The economic burden of back pain is significant and growing. Epidemiological studies suggest a correlation between adult and adolescent complaints. Pars interarticularis injury, a spectrum of disease ranging from bone stress to spondylolysis and spondylolisthesis, is the most common identifiable cause of ongoing low back pain in adolescent athletes.

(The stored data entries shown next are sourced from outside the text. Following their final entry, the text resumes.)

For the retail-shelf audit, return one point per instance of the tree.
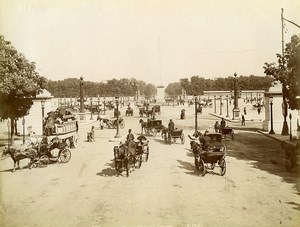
(19, 83)
(287, 71)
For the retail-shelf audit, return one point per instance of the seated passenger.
(206, 141)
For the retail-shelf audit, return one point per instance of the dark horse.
(143, 125)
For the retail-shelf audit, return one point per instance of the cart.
(227, 133)
(215, 154)
(172, 136)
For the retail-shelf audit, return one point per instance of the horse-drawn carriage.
(151, 127)
(131, 154)
(227, 133)
(172, 136)
(208, 158)
(111, 122)
(144, 111)
(129, 111)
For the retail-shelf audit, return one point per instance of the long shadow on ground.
(265, 154)
(110, 171)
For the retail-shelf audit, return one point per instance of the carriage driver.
(130, 136)
(171, 126)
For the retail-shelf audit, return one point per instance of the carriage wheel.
(126, 167)
(154, 131)
(196, 163)
(44, 160)
(289, 163)
(122, 124)
(222, 165)
(147, 154)
(139, 161)
(202, 167)
(182, 138)
(170, 139)
(65, 155)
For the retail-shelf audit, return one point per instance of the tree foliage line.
(124, 87)
(197, 85)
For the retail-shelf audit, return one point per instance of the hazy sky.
(157, 41)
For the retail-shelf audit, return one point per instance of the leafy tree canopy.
(19, 82)
(287, 71)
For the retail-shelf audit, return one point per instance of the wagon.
(129, 111)
(153, 127)
(144, 111)
(227, 133)
(172, 136)
(215, 154)
(142, 147)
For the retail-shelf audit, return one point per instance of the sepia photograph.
(149, 113)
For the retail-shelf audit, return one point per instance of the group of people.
(219, 126)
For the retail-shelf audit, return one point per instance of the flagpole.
(285, 128)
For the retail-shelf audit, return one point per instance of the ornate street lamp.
(196, 120)
(91, 109)
(117, 104)
(220, 104)
(81, 95)
(271, 105)
(290, 116)
(23, 125)
(104, 104)
(8, 132)
(43, 109)
(215, 104)
(236, 110)
(227, 115)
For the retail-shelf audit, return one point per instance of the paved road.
(167, 191)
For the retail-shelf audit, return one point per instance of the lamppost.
(8, 132)
(104, 104)
(215, 104)
(91, 109)
(23, 124)
(220, 104)
(290, 116)
(227, 115)
(236, 110)
(271, 105)
(81, 95)
(43, 108)
(196, 121)
(117, 105)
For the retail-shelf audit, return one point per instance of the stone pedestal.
(82, 116)
(236, 114)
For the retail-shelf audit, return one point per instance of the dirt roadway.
(167, 191)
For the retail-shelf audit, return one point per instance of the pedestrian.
(223, 124)
(243, 120)
(130, 136)
(101, 124)
(217, 127)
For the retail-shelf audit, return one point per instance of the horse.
(18, 154)
(143, 125)
(164, 131)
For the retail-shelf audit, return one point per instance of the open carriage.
(151, 127)
(129, 111)
(215, 154)
(227, 133)
(171, 137)
(111, 122)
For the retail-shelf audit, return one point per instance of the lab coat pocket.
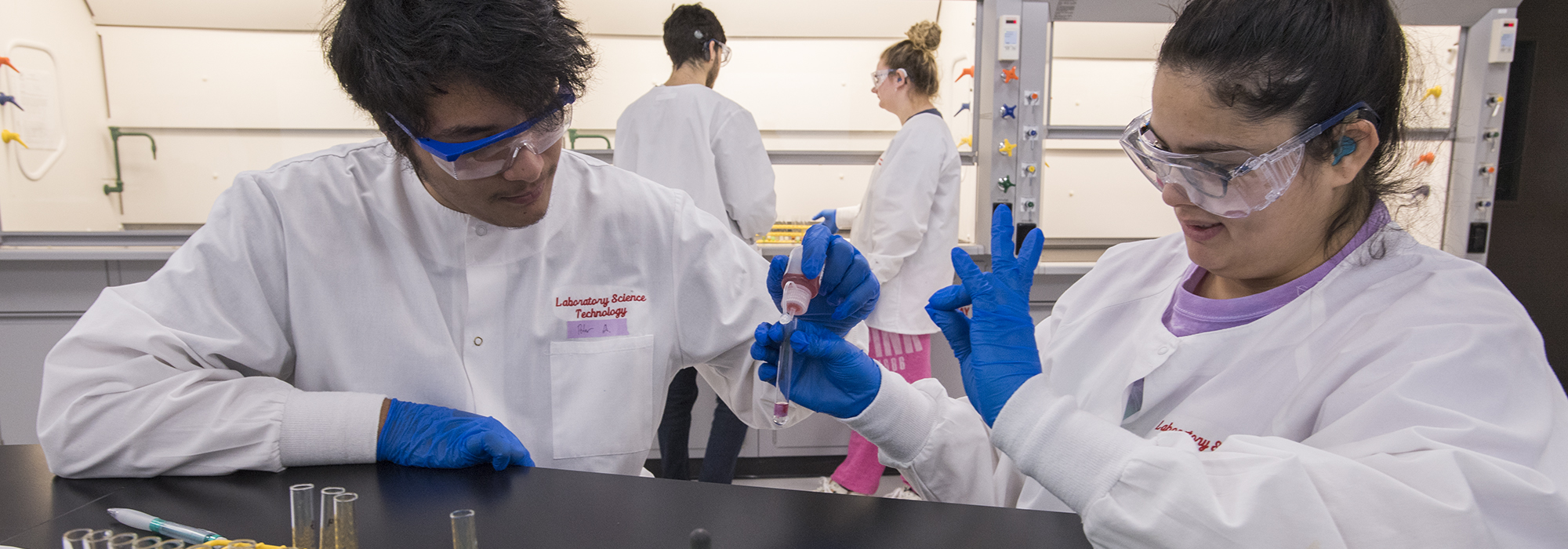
(603, 396)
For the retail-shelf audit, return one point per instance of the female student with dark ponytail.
(1291, 371)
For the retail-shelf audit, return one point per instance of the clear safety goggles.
(1229, 184)
(884, 75)
(498, 153)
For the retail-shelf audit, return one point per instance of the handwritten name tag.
(597, 329)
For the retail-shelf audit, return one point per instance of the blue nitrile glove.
(830, 374)
(445, 438)
(996, 349)
(849, 291)
(830, 219)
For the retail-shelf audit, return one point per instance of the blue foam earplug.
(1346, 148)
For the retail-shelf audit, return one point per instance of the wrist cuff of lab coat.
(1078, 457)
(330, 429)
(898, 421)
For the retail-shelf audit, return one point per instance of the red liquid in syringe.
(802, 282)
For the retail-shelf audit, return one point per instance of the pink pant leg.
(912, 358)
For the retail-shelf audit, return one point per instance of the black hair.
(688, 34)
(916, 56)
(1307, 60)
(394, 56)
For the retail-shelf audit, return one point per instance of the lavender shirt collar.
(1192, 314)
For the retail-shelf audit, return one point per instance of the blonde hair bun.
(926, 35)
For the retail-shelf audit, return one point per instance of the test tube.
(344, 520)
(328, 534)
(463, 533)
(786, 373)
(302, 509)
(122, 540)
(73, 539)
(96, 540)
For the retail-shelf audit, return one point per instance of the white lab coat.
(907, 225)
(700, 142)
(335, 280)
(1403, 402)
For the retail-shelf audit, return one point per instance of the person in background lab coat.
(906, 225)
(462, 293)
(686, 136)
(1291, 371)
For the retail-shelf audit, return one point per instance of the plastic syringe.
(796, 299)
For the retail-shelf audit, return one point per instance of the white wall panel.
(252, 15)
(1434, 62)
(70, 195)
(1108, 42)
(195, 167)
(1097, 194)
(222, 79)
(1100, 92)
(1423, 216)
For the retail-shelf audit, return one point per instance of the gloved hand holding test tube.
(797, 293)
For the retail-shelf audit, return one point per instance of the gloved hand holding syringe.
(832, 291)
(796, 299)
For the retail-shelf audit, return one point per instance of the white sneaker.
(833, 487)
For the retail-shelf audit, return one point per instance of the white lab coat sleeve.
(722, 297)
(1437, 442)
(746, 175)
(904, 192)
(184, 374)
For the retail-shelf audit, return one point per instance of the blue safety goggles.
(495, 155)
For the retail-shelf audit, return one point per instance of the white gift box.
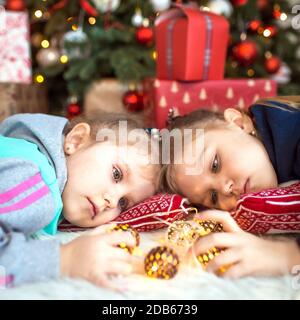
(15, 57)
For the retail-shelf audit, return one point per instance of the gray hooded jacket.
(23, 259)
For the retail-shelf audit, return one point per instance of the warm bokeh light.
(45, 43)
(38, 14)
(64, 58)
(92, 20)
(39, 78)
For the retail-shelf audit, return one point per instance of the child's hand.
(245, 253)
(94, 256)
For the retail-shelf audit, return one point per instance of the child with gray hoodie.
(49, 169)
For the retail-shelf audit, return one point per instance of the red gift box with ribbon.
(191, 44)
(162, 95)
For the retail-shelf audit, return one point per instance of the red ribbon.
(88, 8)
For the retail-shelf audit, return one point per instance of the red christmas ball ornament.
(73, 110)
(238, 3)
(15, 5)
(133, 100)
(245, 52)
(253, 26)
(272, 64)
(262, 4)
(144, 35)
(270, 31)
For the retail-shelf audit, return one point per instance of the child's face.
(102, 182)
(234, 163)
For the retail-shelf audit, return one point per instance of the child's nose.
(228, 188)
(110, 201)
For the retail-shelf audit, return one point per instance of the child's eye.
(117, 174)
(214, 197)
(215, 164)
(123, 203)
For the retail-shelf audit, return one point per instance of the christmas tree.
(75, 42)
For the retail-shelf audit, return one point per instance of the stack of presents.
(191, 53)
(17, 93)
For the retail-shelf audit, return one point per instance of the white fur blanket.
(190, 283)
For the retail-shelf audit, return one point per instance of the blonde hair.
(101, 120)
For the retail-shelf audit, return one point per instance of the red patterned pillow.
(154, 213)
(270, 211)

In the current era of multi-modality imaging, radiographs, skeletal scintigraphy, CT and MRI all play an important role in imaging patients with back pain. Planar bone scintigraphy has a long history in the diagnosis of patients with suspected injury of the pars interarticularis because it is more sensitive than radiographs for localizing the site of bone stress and because CT of the spine is associated with significant ionizing radiation. The addition of SPECT to planar skeletal scintigraphy increases sensitivity and improves disease localization without exposing the patient to additional radiation. SPECT can also identify early pars stress prior to the development of osseous change detectable with CT. As such, incorporation of SPECT into the standard planar bone scintigraphy routine should lead to a more accurate initial diagnosis. It is our hypothesis that by improving our ability to promptly diagnose patients with suspected injury of the pars interarticularis, the patients will be better served and the long-term cost of management can be lowered.

Authors' Information

Katherine Zukotynski is an Instructor in Radiology at Harvard Medical School and Christine Curtis is Team Leader in Clinical Research at the Children's Hospital Boston. Frederick D Grant is an Instructor in Radiology at Harvard Medical School. Lyle Micheli is a Professor of Orthopedic Surgery at Harvard Medical School. Ted Treves is a Professor of Radiology at Harvard Medical School.